The thing about New Seeds of Contemplation and a few other books of the same genre (e.g. With Every Breath by Mike Riddall and Living Contemplation by Simon Small) is that I was now able to label something — true self vs. false self — which had haunted me since my early childhood. It was definitely an ‘aha moment’: I was able to understand why work never satisfied me beyond the fact it pandered to my competitive self.
Perhaps I’m in the minority, but, putting to one side all the team-building rhetoric, all the environs that I ever encountered ended up being gladiatorial and that’s fine for a while (as long as you’re on top), but, in the end, it leaves you bereft of soul. Actually, it’s worse that that, it kills you from the inside out.
However, just imagine a world turned on by non-egoic presence, where people showed up as their true self.
Do you see it?
No, do you see it?
Look around your company.
What do you see?
Lots of scared people, too frightened to speak up for fear of losing their job? Or people who wear a series of masks to get through the day and are usually miserable as hell.
I suspect you’ll think me naive, and that’s fine, but at some stage we have to connect with our deeper selves (the ‘being’ in human being) for if we don’t we’ll continue to pursue a purposeless life, most likely to be found in the pursuit (only) of material success.
I suppose in the end what I’m really hoping for is that if we had the opportunity to connect with our true self that that in turn would abet a more considered view of our impact on the world, which in turn would abet a less materialistic and greed-obsessed world. Of course, there are materialistic spiritual types, but I’m convinced that if we connected to our true self (as Merton describes it) that in turn would shed light on or inculcate a greater appreciation of our interconnectedness, and however dreamy it might appear, we’d see the world not as something to own and exploit but to cherish and love (and I include every living creature — Thich Nhat Hanh and Charles Eisenstein call this Interbeing)

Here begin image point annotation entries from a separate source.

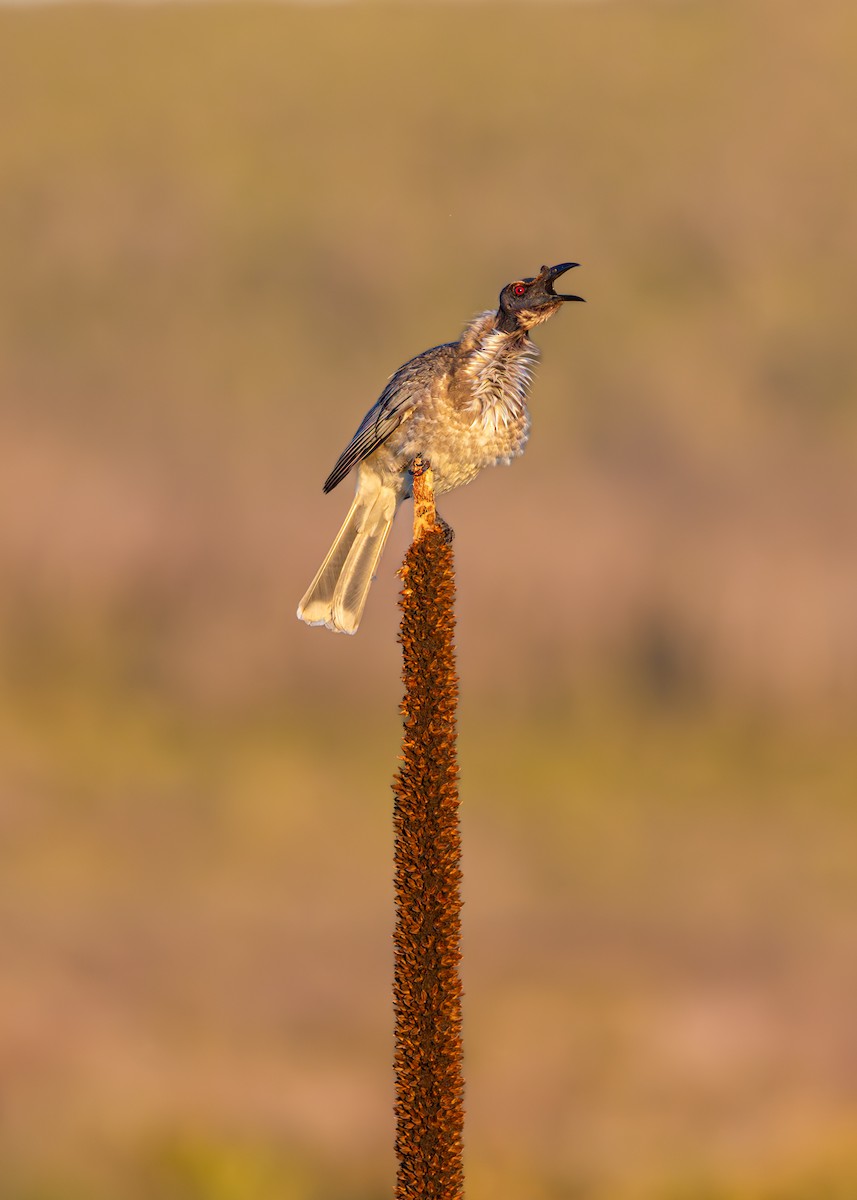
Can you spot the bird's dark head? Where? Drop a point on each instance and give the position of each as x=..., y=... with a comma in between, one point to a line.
x=527, y=303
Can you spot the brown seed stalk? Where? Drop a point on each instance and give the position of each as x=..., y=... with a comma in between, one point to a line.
x=427, y=874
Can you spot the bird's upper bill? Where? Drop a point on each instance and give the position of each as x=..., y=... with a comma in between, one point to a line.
x=527, y=303
x=549, y=275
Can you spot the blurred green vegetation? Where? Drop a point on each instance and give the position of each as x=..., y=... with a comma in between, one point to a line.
x=221, y=227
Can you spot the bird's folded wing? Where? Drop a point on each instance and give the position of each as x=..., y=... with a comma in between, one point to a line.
x=393, y=407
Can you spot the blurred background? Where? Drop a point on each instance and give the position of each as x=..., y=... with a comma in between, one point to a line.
x=221, y=228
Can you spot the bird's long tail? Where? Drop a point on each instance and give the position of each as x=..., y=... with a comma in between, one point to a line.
x=336, y=598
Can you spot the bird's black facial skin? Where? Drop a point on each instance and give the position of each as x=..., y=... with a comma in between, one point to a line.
x=527, y=303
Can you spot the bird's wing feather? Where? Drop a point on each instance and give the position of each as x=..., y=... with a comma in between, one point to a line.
x=394, y=406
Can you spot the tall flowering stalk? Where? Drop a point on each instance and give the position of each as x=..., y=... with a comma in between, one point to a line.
x=427, y=874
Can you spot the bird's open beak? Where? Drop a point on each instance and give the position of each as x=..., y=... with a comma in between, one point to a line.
x=550, y=274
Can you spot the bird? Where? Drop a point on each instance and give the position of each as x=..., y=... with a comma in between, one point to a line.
x=461, y=407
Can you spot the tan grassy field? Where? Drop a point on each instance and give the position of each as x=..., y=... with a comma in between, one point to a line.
x=221, y=227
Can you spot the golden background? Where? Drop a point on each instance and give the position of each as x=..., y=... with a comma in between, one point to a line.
x=221, y=228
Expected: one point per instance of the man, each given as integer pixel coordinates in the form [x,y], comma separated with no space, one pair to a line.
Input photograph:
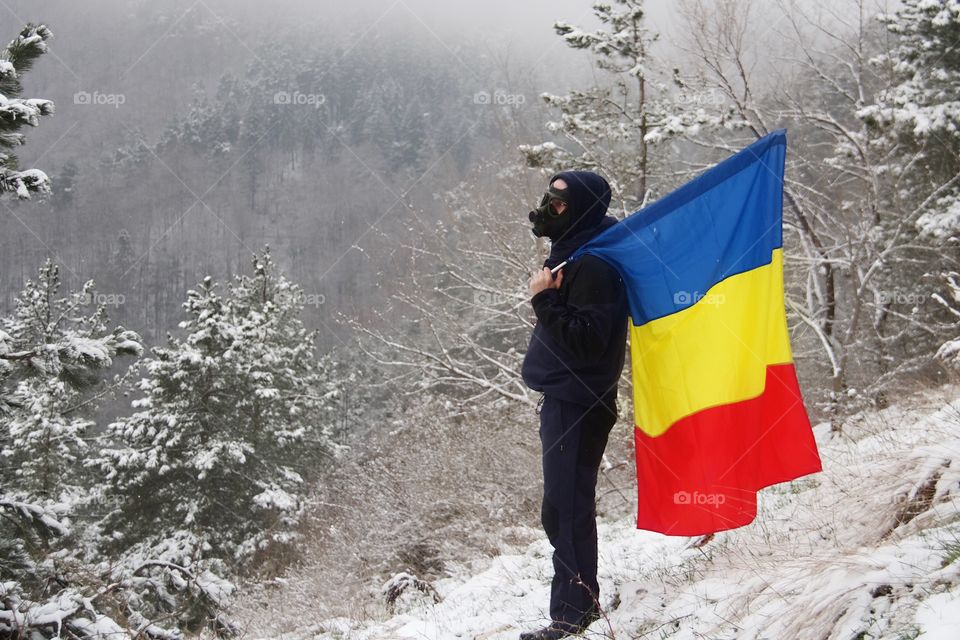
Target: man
[575,358]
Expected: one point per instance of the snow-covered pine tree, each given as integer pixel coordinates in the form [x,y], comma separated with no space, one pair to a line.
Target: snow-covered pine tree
[17,57]
[53,351]
[920,112]
[919,121]
[212,465]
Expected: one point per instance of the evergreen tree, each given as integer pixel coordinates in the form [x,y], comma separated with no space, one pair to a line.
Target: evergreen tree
[919,114]
[52,354]
[226,429]
[918,122]
[16,58]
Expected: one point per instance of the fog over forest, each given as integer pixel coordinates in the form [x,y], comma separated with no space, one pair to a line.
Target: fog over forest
[281,353]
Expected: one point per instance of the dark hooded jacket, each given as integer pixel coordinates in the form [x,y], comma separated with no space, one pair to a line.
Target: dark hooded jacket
[578,344]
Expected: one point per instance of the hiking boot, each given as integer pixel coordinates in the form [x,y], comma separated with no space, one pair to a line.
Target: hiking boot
[547,633]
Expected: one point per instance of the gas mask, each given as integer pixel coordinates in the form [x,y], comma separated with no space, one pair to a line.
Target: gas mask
[546,221]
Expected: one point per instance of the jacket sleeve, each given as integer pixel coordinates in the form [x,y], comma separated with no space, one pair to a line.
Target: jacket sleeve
[585,321]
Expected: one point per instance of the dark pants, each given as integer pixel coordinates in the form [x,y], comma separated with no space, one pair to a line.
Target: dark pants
[573,438]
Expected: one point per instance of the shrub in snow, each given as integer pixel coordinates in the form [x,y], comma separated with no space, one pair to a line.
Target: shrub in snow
[612,127]
[404,591]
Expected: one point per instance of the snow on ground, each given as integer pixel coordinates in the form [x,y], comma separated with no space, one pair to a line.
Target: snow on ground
[870,548]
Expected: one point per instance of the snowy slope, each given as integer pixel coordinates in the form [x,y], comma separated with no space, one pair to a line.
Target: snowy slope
[870,548]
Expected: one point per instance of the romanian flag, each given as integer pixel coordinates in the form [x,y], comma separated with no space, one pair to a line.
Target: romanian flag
[717,409]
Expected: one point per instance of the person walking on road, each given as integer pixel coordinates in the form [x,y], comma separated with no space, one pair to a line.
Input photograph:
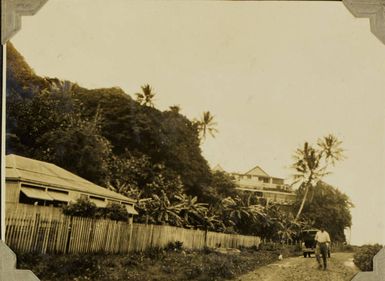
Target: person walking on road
[322,238]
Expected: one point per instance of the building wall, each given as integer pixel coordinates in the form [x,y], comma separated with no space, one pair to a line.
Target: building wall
[12,191]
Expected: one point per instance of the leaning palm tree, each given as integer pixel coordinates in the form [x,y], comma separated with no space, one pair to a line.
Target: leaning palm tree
[146,97]
[311,164]
[206,125]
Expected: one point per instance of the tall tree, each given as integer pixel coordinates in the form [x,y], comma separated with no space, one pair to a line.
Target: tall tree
[330,208]
[207,125]
[147,96]
[311,164]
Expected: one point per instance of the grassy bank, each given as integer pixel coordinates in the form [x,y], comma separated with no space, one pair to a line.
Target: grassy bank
[154,264]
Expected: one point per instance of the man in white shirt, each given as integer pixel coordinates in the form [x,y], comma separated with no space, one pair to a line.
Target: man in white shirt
[322,238]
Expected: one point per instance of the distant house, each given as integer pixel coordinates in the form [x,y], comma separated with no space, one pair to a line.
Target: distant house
[256,180]
[272,189]
[34,182]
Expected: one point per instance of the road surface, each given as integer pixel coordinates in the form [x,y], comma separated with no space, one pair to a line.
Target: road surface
[340,268]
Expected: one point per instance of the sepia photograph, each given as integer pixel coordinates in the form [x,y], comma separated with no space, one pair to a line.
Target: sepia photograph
[193,140]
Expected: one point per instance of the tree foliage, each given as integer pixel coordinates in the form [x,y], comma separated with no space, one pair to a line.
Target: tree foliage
[311,164]
[329,208]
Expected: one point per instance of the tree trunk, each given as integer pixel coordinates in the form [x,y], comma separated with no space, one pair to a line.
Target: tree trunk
[302,203]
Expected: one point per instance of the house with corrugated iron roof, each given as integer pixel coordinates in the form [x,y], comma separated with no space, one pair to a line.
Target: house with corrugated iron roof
[34,182]
[257,181]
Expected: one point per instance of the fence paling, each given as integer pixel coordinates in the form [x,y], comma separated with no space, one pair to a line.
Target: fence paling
[56,233]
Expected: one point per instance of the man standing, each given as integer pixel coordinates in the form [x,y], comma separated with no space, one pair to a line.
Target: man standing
[322,238]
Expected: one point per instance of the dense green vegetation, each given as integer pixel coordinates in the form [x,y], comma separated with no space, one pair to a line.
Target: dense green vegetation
[363,258]
[154,157]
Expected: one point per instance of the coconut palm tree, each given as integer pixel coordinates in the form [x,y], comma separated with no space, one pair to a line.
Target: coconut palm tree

At this point, I’m conscious of how much I’ve bitten off — writing, contemplation, faith and purpose — and to say I’m being ambitious is an understatement, but as I opened with, I feel I’ve no choice.
Yes, things are rough around the edges and need development but that’s the point of my writing; I don’t know about you, but the more I write, the sharper the focus.
So there you have it: a longer than normal post and one that gives me a solid place with which to build for 2016 … and perhaps the rest of my life.
I should also add that I’m in the process of developing a rock solid routine which I’ll share with you once I’m comfortable in my progress, i.e. it’s not another flash in the pan. (For a great book on the subject, I highly recommend Mason Currey’s book, Daily Rituals.)
One last thing. I’m still not sure about my online profile. For a start, I’m still too prolific and I know it’s pandering to my Resistance, i.e. the Lizard Brain. Even though I’ve cut back considerably on what I do and say online, I think I’ve still got a way to go. In time, I can see me ceasing all activity on LinkedIn, Livejournal (providing this blog doesn’t crash) and commenting generally. If I’ve got any ambition, it’s only to post to this blog, share it on Twitter and post the occasional picture on Instagram. We’ll see. But if I can, then it will free me from my slavery to something that has, at times, drained me of all my creative juice and affected my soul to the point where I’ve questioned who the bloody hell I am.
Perhaps this is a long-winded way of saying that I need to cut the Gordian Knot with social media.
Finally, I don’t know what you’ve got planned for 2016, but I still think writing on something you feel drawn to, even if not in public, is one of the most powerful processes I know in coming to terms with a world that forever seems to conspire against you … living at peace. A journal is a good place to start but, frankly, it doesn’t matter what you use, as long as you write something.